When approaching a crucial tool it is useful to understand what qualities would make The Ideal Tool before investigating the options. A good bundler:

  • Uses time and computer resources well
  • Produces a reliable output or a clear error
  • Handles a wide range of file types or pipelines
  • Uses a well tested default configuration
  • Allows for deeper configuration for specialist needs

The Bundler Marketplace

Due to the common design principles mentioned earlier it is unusually straightforward to migrate from one bundler tool to another, in comparison with something like migrating a JS framework. Furthermore, due to the ideals listed above, the benefits of switching to a more effective tool can be considerable. Making this switch could mean less time spent in development, deploying work, finding errors, testing or experimenting. This has lead to a highly competitive marketplace for category of tooling.

At the time of writing rollup is the most popular tool for this purpose, having recently replaced WebPack in this position. esbuild is in third place. Other bundlers that deserve worthy mention include parcel, bower, grunt, gulp, requirejs and browserify.

Vite

For the purposes of this lesson and future lessons, we will be using Vite as our bundler. Vite makes use of both rollup and esbuild for different tasks to produce a highly efficient, stable and well configured tool.

Installing Vite

In your terminal, change directory to the location where you want to create your new Vite project, then run the following command:

npm create vite@3.1.0

You will be prompted to enter a project name and select a template. For this lesson, we will be using the Vanilla JavaScript template. This will create a new directory with the name you entered and install all the dependencies for you.
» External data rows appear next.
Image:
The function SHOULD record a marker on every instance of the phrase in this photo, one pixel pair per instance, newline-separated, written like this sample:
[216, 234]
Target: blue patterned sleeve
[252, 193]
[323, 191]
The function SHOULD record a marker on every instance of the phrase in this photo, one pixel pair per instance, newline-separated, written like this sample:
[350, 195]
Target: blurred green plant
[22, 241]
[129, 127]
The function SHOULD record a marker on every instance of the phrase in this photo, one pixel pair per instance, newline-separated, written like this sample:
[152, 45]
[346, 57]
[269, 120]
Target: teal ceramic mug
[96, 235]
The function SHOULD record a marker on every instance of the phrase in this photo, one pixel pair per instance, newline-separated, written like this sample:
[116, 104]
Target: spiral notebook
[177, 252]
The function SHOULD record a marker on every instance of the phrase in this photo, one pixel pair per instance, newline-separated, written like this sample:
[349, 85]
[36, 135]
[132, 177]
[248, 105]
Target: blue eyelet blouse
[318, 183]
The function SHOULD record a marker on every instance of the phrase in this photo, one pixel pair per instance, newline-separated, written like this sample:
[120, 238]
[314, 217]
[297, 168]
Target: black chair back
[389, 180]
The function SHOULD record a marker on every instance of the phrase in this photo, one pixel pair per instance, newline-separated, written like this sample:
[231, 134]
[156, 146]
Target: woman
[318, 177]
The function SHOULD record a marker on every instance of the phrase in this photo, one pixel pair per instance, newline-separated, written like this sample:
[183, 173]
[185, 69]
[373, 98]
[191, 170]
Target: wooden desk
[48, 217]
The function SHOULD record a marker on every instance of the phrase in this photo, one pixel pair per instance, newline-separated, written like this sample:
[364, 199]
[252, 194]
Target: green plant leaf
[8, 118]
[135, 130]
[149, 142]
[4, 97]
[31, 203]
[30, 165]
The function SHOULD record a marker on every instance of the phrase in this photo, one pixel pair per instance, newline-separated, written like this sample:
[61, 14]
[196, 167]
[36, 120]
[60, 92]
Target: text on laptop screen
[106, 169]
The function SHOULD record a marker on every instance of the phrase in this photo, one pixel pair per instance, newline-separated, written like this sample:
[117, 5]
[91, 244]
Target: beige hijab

✔ Project name: … vite-project
✔ Select a framework: › Vanilla
✔ Select a variant: › JavaScript

Scaffolding project in /Users/User/Repos/Noroff/Workflow/vite-project...

Done. Now run:

  cd vite-project
  npm install
  npm run dev

Follow the commands as suggested, replacing project-name with the name that you chose in the first step of the process:

cd vite-project
npm install
npm run dev

This will install and start Vite’s live server, allowing you to view all of your code changes live in the browser.